Working Memory Graphs shortcut recurrence with Memos and Factors

Working Memory Graphs introduces Memos, Factors, a Core vector, and a multi layer Transformer to build a dynamic working memory graph over time.

You can think of Memos as RAM slots that persist key facts, while Factors are like incoming packets and the Core is the controller routing attention.

This shortcut recurrence lets Working Memory Graphs move information along many short attention paths instead of a single recurrent chain, enabling reasoning over long histories that a fixed context window cannot capture.

DIAGRAM

Information flow over time in Working Memory Graphs

This diagram shows how Working Memory Graphs propagates information from early observations to later actions via persistent Memos in the unrolled Pathfinding task.

DIAGRAM

Evaluation pipeline across Pathfinding, BabyAI, and Sokoban

This diagram shows how Working Memory Graphs is trained and evaluated on Pathfinding, BabyAI levels, and Sokoban with hyperparameter tuning via Distributed Grid Descent.

PROCESS

How Working Memory Graphs Handles a Pathfinding episode

  1. 01

    Observation processing

    Working Memory Graphs receives the current Pathfinding observation and encodes it into the Core vector, optionally creating Factor vectors when observations are factored.

  2. 02

    Transformer self attention

    Working Memory Graphs stacks the Core, Factors, and Memos into the Transformer input and applies multi head self attention across all vectors.

  3. 03

    Memo update

    Working Memory Graphs takes the Core output h, applies a nonlinear layer tanh(hWM + bM), and inserts the new Memo while shifting older Memos.

  4. 04

    Actor critic decision

    Working Memory Graphs feeds h through the shared actor critic layer sac and then computes the policy π and value V to choose the quiz answer action.

KEY CONTRIBUTIONS

Key Contributions

  • 01

    Working Memory Graph architecture

    Working Memory Graphs introduces persistent Memos, Factor vectors, and a Core vector processed by a Transformer encoder to implement shortcut recurrence over long histories.

  • 02

    Synergy with factored observations

    Working Memory Graphs shows that factored observations in BabyAI yield up to 10x better sample efficiency on Level 3 compared to CNN+GRU with the native 7x7 image.

  • 03

    Strong results on diverse tasks

    Working Memory Graphs nearly reaches Depth 3 performance on Pathfinding, solves BabyAI PickupLoc, and surpasses DRC on Sokoban using factored observation spaces.

RESULTS

By the Numbers

Quiz reward percentage

93.9%

+9.5 percentage points over GRU on 24 step Pathfinding episodes

BabyAI Level 3 steps

16.0k

+188.9k fewer interactions than GRU factored on GoToRedBall

BabyAI Level 3 CNN steps

204.9k

CNN+GRU native 7x7x3 requires 204.9k interactions to reach 99% success

BabyAI Level 5 steps

222.3k

Working Memory Graphs factored solves PickupLoc in 222.3k interactions; GRU variants do not reach 99% within 6M steps

These numbers come from the Pathfinding generalization test and BabyAI sample efficiency table, showing how Working Memory Graphs leverages Memos and factored observations to reduce environment interactions while maintaining high accuracy.

BENCHMARK

By the Numbers

These numbers come from the Pathfinding generalization test and BabyAI sample efficiency table, showing how Working Memory Graphs leverages Memos and factored observations to reduce environment interactions while maintaining high accuracy.

BENCHMARK

BabyAI GoToRedBall sample efficiency comparison

Thousands of environment interactions needed to reach 99% success on BabyAI Level 3 GoToRedBall.

KEY INSIGHT

The Counterintuitive Finding

Working Memory Graphs with only 6 Memos still beats a non recurrent Working Memory Graphs baseline that sees the last 6 observations in Pathfinding.

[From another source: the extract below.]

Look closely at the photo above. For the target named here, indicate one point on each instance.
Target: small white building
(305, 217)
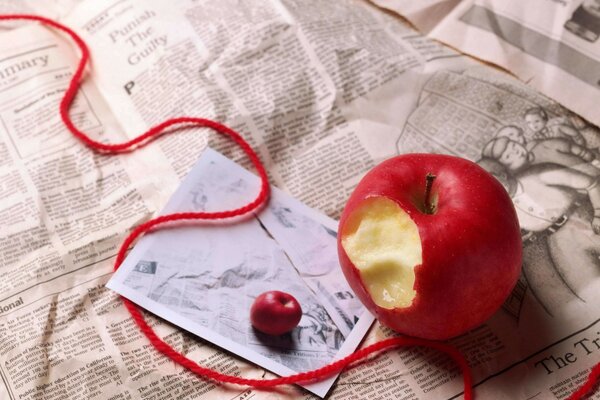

This is surprising because stacking raw observations, like DQN, seems richer than a tiny recurrent buffer, yet Working Memory Graphs uses shortcut recurrence to reason beyond that window.

WHY IT MATTERS

What this unlocks for the field

Working Memory Graphs shows that Transformer style self attention over a small set of persistent Memos can replace long recurrent chains for RL agents in POMDPs.

Builders can now design agents that exploit factored observation spaces and compact working memories to achieve long horizon reasoning and high sample efficiency in complex environments like BabyAI and Sokoban.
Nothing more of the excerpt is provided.